Ciò che inquieta è proprio questo passaggio fulmineo. Basta una parola (come un certo riferimento citato da Geraldine), e l’atmosfera si incupisce. Pare sempre più chiaro che Wanda non sia vittima di questa realtà fittizia, ma ne sia l’artefice, anche se forse inconsapevole.
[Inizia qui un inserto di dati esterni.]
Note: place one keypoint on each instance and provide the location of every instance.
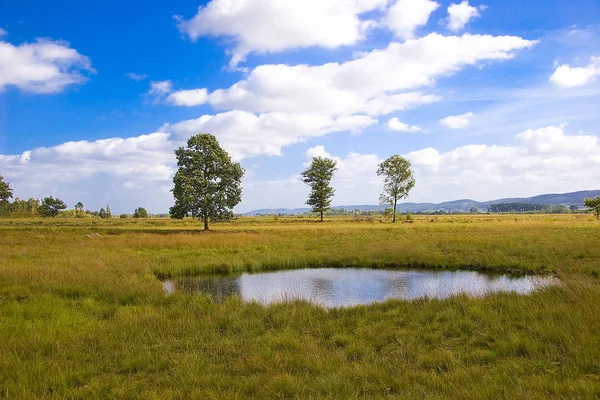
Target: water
(343, 287)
Non a caso, i finti spot pubblicitari d’epoca sembrano proiezioni del suo subconscio, e riportano a galla tutto un rimosso di lutti e sofferenze: più che réclame, veri e propri incubi.

Una settimana dopo l’altra

Insomma, WandaVision si conferma un prodotto da assaporare per gradi, che si sedimenta nel nostro immaginario al ritmo della sua distribuzione settimanale. Anche per questo, richiede pazienza: le risposte arriveranno, ma non subito. In tal senso, lo show intrattiene con il pubblico un rapporto molto più simile a quello che i fumetti Marvel intrattengono con i lettori. Una relazione fatta di attese e scoperte progressive, a cadenza fissa.

Il fatto che non abbia bisogno di basarsi sui soliti schemi del racconto supereroistico (quelli che vengono ripetuti dal 99% dei film, non importa di quale studio) la rende spiazzante e originale, basata più sullo straniamento che sull’avventura. Il piacevole contrasto di toni è una gradita novità nel MCU, e attinge tanto a Vendicatori divisi quanto a The Vision di Tom King. Dopo aver costruito il più grande universo condiviso del cinema contemporaneo, la reazione più sensata è farlo a pezzi. WandaVision, come si suol dire, è solo l’inizio.